O caminho da recuperação passa pela indústria

Presidente da Fiesc, Glauco Côrte, defende estímulo ao setor

Por Laura D'Angelo

laura.cauduro@amanha.com.br

Glauco Côrte Fiesc

A indústria brasileira foi a que mais sentiu o peso da crise de 2015. O setor contabiliza queda de produção, aumento da capacidade ociosa e de demissões, além de menos investimentos. Mas é por meio da indústria que o Brasil pode se recuperar economicamente, na visão de Glauco José Côrte (foto), presidente da Federação das Indústrias de Santa Catarina (Fiesc). A saída da crise, segundo ele, está no governo federal recolocar a indústria no centro da estratégia de desenvolvimento. 

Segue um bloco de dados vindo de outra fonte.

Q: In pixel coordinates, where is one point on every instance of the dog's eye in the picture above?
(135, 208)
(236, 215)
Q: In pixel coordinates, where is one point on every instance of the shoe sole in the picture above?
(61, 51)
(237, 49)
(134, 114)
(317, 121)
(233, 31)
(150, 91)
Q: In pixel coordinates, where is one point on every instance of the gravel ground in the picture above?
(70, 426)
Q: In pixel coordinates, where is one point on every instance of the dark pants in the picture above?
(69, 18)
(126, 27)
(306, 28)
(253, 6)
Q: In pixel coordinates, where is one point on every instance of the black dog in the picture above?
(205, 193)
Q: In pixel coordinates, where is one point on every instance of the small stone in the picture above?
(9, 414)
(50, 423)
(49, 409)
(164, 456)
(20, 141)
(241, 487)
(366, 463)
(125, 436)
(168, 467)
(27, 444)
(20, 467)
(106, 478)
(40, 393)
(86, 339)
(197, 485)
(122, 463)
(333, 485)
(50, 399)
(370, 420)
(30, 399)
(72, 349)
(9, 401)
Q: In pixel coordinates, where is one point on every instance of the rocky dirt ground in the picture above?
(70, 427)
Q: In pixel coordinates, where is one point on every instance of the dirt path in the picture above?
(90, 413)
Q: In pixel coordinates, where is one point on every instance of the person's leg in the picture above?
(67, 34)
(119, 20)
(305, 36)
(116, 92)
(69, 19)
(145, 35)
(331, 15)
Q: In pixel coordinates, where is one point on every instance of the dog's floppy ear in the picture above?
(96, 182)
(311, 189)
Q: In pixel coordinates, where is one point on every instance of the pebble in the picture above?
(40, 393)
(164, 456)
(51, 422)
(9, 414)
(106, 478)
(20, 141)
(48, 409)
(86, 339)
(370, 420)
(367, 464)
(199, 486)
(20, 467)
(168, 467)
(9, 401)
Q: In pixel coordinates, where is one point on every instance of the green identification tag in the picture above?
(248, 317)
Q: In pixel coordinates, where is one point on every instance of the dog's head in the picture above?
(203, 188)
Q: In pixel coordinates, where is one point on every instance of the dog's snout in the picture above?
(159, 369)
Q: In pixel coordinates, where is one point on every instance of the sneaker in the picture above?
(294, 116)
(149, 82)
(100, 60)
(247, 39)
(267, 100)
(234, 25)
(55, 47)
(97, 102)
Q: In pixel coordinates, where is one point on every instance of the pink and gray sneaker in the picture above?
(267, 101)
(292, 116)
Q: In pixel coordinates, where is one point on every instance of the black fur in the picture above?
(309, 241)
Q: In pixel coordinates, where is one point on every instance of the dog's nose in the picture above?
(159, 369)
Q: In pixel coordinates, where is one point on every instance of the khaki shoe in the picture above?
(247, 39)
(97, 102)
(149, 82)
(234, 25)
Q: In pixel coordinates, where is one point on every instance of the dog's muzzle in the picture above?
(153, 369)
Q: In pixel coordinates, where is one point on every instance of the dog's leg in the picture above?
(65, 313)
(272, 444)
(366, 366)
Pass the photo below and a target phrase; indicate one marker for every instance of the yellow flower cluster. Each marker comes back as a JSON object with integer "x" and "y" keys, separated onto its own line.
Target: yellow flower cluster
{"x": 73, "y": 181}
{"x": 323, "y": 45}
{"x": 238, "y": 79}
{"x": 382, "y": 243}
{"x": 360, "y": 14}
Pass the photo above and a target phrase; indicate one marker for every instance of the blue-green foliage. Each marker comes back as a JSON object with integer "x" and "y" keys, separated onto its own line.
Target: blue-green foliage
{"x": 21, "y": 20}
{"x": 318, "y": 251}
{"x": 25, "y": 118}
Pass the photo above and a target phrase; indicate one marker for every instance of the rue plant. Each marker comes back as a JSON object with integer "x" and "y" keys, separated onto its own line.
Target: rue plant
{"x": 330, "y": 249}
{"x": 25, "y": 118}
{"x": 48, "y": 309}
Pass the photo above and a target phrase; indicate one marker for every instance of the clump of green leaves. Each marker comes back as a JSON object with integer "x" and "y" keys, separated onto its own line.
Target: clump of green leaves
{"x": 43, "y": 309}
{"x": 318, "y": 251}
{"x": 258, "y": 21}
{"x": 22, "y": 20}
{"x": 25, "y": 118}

Côrte recorre ao exemplo dos Estados Unidos que estimulou o retorno de indústrias ao país, em parte pela queda dos custos de produção devido aos investimentos em novas fontes de energia. “Não é que precisemos de favores do governo. Temos de ter um ambiente institucional que favoreça os investimentos e a atividade produtiva”, esclarece Côrte, que acredita que o sistema burocrático que rege o setor inibe investimentos e a competitividade. O presidente defende que, nesse momento de crise, a agenda governamental deveria focar em condições para aumentar a produtividade, incentivar a atração de investimentos, além de estratégias para acesso a mercados. 

Claro que, antes disso, os imbróglios políticos precisam ser resolvidos. “A evolução da economia está muito condicionada à evolução da política. Precisamos ter segurança na área política”, constatou Côrte durante coletiva de imprensa na qual apresentou o Balanço de 2015, em Florianópolis. O presidente prevê mais um ano difícil para a economia brasileira, registrando pelo segundo vez consecutiva um PIB negativo. Mas acredita que, caso as reformas necessárias comecem a ser encaminhadas no próximo ano, 2017 poderá ser diferente. No entanto, o alto índice de desemprego apresentado pelo país este ano preocupa o presidente da Fiesc. De acordo com ele, governo e setor privado precisam fazer um esforço em conjunto para que a situação não se agrave, pois a perda de mão de obra qualificada dificultaria uma rápida retomada de crescimento da economia. 


Balanço catarinense

A indústria catarinense registrou quedas na produção (-8%), vendas (-11,4%) e exportações (-15,8%) entre janeiro e outubro na comparação com o ano passado. Na produção, os maiores recuos foram apresentados pelos segmentos de metalurgia (-24,4%) e de máquinas e materiais elétricos (-22,8%). Já nas vendas, as indústrias de vestuário (-26,2%) e de alimentos (-21,8%) foram as mais afetadas. Na geração de emprego, o setor, que vinha liderando em números absolutos no Brasil, não resistiu. No acumulado do ano até outubro, foram fechadas 12 mil vagas somente na indústria da transformação. Mesmo com diversos números negativos para contabilizar ao final deste ano, Côrte incentiva a indústria de Santa Catarina a não desistir: “O setor produtivo tem de se manter ativo e trabalhando. Não podemos optar pelo encolhimento porque isso agravaria a crise. Nós temos de olhar para frente. A crise é grande, não podemos ignorar, mas temos condições de sair dela.”